I guess the problem for chefs confronted with new ingredients - it's like a kid in a toy shop, they want to muck around with everything and then finally you get some maturity and discretion in flavours ".
Q: How good are hotel restaurants?
"The Regent was the first to be respected in Sydney; probably Serge [Dansereau] is not as respected as he should be.
It's a tragedy that Sydney can't support a few restaurants of the calibre of Peter Doyle's".
"One thing that living in Thailand taught me, is that there has to be a balance between the sour quality and the salty quality - you just can't douse things with vinegar - (re transfer of tastes) - extremely difficult to do a mixture of cuisines - if a chef has to correct and adjust a good bordelaise sauce, for example, and just before that he has some chilli or some garlic. The chef's palate and tongue cannot cope and he may well find that the sauce is lacking something even though, in reality, it is elegantly balanced, but to his palate post - chilli, he is going to find the bordelaise lacking. I know that I am exactly the same.

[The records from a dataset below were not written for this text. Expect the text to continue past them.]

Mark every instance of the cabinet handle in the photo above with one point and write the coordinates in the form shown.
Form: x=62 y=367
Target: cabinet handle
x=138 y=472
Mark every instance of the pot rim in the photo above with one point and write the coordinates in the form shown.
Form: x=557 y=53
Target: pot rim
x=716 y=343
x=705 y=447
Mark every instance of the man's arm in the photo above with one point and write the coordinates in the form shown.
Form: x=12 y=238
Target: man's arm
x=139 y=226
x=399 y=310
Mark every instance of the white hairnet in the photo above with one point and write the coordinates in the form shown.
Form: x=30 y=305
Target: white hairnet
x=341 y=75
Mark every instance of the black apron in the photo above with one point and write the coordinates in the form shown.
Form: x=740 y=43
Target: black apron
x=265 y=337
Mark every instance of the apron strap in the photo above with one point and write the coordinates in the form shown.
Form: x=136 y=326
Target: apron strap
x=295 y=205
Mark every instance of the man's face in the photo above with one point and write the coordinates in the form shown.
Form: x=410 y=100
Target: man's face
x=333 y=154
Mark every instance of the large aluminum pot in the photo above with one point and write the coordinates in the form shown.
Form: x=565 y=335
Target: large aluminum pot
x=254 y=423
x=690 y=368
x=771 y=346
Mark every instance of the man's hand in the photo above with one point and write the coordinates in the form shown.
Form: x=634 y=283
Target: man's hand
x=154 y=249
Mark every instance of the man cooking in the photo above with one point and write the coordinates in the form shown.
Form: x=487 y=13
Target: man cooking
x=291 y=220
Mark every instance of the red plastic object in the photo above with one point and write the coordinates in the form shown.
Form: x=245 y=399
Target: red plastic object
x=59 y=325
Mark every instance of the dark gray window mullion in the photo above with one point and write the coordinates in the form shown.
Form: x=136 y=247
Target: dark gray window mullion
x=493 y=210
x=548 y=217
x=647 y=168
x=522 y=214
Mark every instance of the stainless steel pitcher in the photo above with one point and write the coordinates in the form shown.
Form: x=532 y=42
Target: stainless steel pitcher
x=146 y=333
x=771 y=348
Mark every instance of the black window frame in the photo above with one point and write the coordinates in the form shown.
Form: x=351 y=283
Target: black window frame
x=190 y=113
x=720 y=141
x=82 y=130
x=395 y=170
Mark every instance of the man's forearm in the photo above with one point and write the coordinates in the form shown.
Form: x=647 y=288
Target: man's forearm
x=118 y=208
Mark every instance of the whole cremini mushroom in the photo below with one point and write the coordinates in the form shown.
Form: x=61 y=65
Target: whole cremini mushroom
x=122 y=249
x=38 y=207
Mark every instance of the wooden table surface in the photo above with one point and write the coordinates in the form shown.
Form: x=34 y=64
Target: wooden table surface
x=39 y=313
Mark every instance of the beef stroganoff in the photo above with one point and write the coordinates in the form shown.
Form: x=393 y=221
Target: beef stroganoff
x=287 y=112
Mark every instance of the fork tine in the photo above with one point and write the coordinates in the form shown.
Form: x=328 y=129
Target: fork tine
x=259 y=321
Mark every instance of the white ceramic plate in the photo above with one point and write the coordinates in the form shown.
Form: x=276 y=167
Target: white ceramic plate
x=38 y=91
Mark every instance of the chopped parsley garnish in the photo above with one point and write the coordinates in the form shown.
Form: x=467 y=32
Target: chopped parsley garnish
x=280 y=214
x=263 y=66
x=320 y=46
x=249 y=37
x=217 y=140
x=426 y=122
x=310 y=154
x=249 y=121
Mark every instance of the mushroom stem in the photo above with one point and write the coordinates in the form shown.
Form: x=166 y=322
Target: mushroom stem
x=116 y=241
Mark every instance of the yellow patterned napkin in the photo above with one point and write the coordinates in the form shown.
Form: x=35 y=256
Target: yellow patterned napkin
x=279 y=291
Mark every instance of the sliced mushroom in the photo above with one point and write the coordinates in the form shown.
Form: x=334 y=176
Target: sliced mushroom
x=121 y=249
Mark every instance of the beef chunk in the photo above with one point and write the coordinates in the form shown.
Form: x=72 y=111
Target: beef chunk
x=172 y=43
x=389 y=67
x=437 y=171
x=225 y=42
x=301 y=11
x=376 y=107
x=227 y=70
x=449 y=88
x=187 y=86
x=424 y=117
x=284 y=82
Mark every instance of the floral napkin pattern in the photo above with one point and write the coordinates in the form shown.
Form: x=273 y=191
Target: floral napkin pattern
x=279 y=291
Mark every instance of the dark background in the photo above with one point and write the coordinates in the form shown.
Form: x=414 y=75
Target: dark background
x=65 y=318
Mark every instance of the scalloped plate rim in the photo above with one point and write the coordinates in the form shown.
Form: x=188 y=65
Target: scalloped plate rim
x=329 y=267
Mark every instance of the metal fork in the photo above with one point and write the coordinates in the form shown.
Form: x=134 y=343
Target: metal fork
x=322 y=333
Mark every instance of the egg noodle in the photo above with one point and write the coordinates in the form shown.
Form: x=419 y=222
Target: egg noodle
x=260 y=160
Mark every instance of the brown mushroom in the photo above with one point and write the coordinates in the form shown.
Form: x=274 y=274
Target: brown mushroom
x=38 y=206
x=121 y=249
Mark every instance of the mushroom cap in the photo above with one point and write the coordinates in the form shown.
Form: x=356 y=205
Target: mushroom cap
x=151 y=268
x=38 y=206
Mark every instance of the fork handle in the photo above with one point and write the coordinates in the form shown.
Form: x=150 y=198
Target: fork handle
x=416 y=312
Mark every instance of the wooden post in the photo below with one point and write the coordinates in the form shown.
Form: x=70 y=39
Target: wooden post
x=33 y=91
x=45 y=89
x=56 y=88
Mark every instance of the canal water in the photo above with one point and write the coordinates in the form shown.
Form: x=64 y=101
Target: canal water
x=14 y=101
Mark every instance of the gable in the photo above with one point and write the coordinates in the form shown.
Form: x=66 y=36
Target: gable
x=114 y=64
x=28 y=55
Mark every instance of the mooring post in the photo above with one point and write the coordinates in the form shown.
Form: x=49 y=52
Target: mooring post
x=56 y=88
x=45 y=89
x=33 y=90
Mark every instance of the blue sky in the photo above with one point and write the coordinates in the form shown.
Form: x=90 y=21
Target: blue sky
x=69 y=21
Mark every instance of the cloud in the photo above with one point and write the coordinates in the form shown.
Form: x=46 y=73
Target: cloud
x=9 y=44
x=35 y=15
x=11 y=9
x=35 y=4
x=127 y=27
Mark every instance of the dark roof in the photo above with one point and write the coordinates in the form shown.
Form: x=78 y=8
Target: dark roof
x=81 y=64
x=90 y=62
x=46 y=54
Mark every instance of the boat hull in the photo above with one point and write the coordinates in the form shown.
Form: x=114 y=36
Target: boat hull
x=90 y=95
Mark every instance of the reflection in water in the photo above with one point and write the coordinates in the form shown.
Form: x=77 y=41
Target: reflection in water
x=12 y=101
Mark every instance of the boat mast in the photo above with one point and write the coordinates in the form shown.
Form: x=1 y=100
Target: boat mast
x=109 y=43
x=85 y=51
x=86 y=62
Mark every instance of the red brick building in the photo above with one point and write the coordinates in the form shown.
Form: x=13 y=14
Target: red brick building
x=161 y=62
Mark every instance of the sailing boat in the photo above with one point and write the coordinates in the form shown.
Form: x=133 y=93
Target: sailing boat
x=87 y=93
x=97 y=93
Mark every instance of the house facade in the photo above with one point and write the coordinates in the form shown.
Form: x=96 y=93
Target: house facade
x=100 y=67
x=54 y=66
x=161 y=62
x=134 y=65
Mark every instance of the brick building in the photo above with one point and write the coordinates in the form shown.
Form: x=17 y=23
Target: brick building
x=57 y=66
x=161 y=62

I've tasted some sauces when we were European (that was eight months ago) and I had just come back from Thailand and I was tasting and thinking - oh it needs a bit of this or that, a bit of coriander or five spice - even though I was tasting a classic western sauce, which should only taste a certain way and which was totally alien to those other flavours - but your palate becomes used to a certain zing-zap".
"In cooking another cuisine - perhaps you should whip your tongue out and put another tongue in. Even if you have sound technique your palate does judge things by what it has just tasted. Ideas about food are easier to approach, than the food itself and fragrance of food is far more enjoyable than the taste of food. We're taught to use the mind more than the palate but that's so bad for cooking - you must taste, taste, taste.
There is a benefit in going into the kitchen later on when you are 25 or even later - whereby you've developed an understanding of taste - but shouldn't you develop technique at a young stage? ".
David closed the original Darley Street Thai and in 1993 he and co-owner Peter Bowyer opened the present Darley Street Thai at 28-30 Bayswater Road, Kings Cross. It still serves absolutely wonderful food. It remains David's culinary showpiece.
In 1995 he opened Sailor's Thai at 106 George Street in The Rocks. This large stylish restaurant is in two parts - a large shared table with quick cheap dishes and a more formal dining area on the lower level.